Help People Fighting for Free Speech Rights
By Charles Randy Sheppard, Esq.
As an attorney for over 40 years, an avid student of history, and a proud American, I have looked with increasing alarm at the state of free expression in our nation. I know well that people, especially free people, will argue and dispute on many important questions, often passionately. This aspect of our common humanity should be embraced, not condemned. But I know also that there must be civil rules of engagement for such disputes if we are not to devolve into anarchy.
I am writing you because I believe those civil rules of engagement—those traditions, legal and cultural, developed over centuries and often at the cost of the blood of martyrs, for resolving inevitable disputes—are being relentlessly destroyed today. I propose to fight to reclaim and protect those traditions and liberties, and I need your help.
You may not be greatly familiar with “doxxing,” i.e., the use of targeted persons’ private and confidential information to disrupt or cause loss of employment, disrupt or destroy personal relationships, harass, or generally incite trepidation in the lives of the targets and those around them. Or with “deplatforming,” i.e., the denial of access to social media (such as Facebook or Twitter), credit card merchant services, and even email services with a view to preventing the expression of certain viewpoints. I, too, was not familiar with these pernicious practices until recently. But these practices are now increasingly widespread and indisputably effective in preventing the robust dialogue on which, in the words of Judge Learned Hand, “we have staked our all.” They, together with the massive surveillance that accompanies them, are similar to the thought-control apparatus of communist and other totalitarian regimes. They are a disgrace to our American traditions—and, I will say, are counterproductive in creating the social harmony they supposedly seek, as they breed fear, anger, distrust, and division. They are the dangerous culmination of decades of tactics for suppressing free expression.

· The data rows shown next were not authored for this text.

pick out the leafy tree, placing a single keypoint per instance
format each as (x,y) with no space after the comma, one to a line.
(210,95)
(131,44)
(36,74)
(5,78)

I have joined with other like-minded persons to combat this grave threat to our civil liberties. Together we have created a new nonprofit: the Free Expression Foundation, Inc. (“FEF”). Last August, FEF obtained confirmation of its 501c3 status from the IRS. FEF’s mission is to provide legal, financial, and moral support for persons and entities that have suffered or are at risk of suffering legal, financial, and social harm as a result of the exercise, attempted exercise, or intention to exercise their rights of free expression, including their rights under the First Amendment of the Constitution and analogous rights under international, state, and local charters and laws. Donations to it will be tax deductible.
Our dream is that FEF will be there for victims of vicious, out-of-control doxxing, deplatforming, and other attacks on the exercise of their rights to free expression. With your help, the FEF will:
- Conduct Legal Analysis. We will closely examine the facts and the law and determine if the victim has grounds for legal redress.
- Provide or Obtain Legal Counsel. If our legal analysis determines that the victim has a legal claim, we will get to work to obtain legal counsel for him or her.
- Help with Urgent Expenses. Suddenly losing your job from a smear campaign by the Stalinist Grand Inquisitors can create immense financial stress. We would like FEF to be in a position to provide at least some financial aid to these victims.
- Provide Moral Support. People who find themselves defamed, ostracized, and publicly shamed invariably feel isolated and highly vulnerable. We want the FEF to be able to provide moral support for all such victims.
My friends, the FEF needs your most generous support. You can help us by informing us of victims of un-American, Stalinist thought control. All too often they suffer in isolation and silence, and that must not happen. You can help us with a monetary gift. It takes money to operate an effective organization with the ambitious goals we are setting for the FEF. The Southern Poverty Law Center, with its present net worth of $450 million—growing every year—has been enormously successful in fundraising; many critics see it as essentially a fundraising operation masquerading as a civil rights organization. If the FEF could raise a small fraction of the SPLC’s war chest, it could punch above its weight and have a real impact in preserving those “inestimable privileges,” as Patrick Henry called them, of free expression and honest debate. Indeed, we have a moral duty to preserve these for future generations, as our ancestors preserved them for us.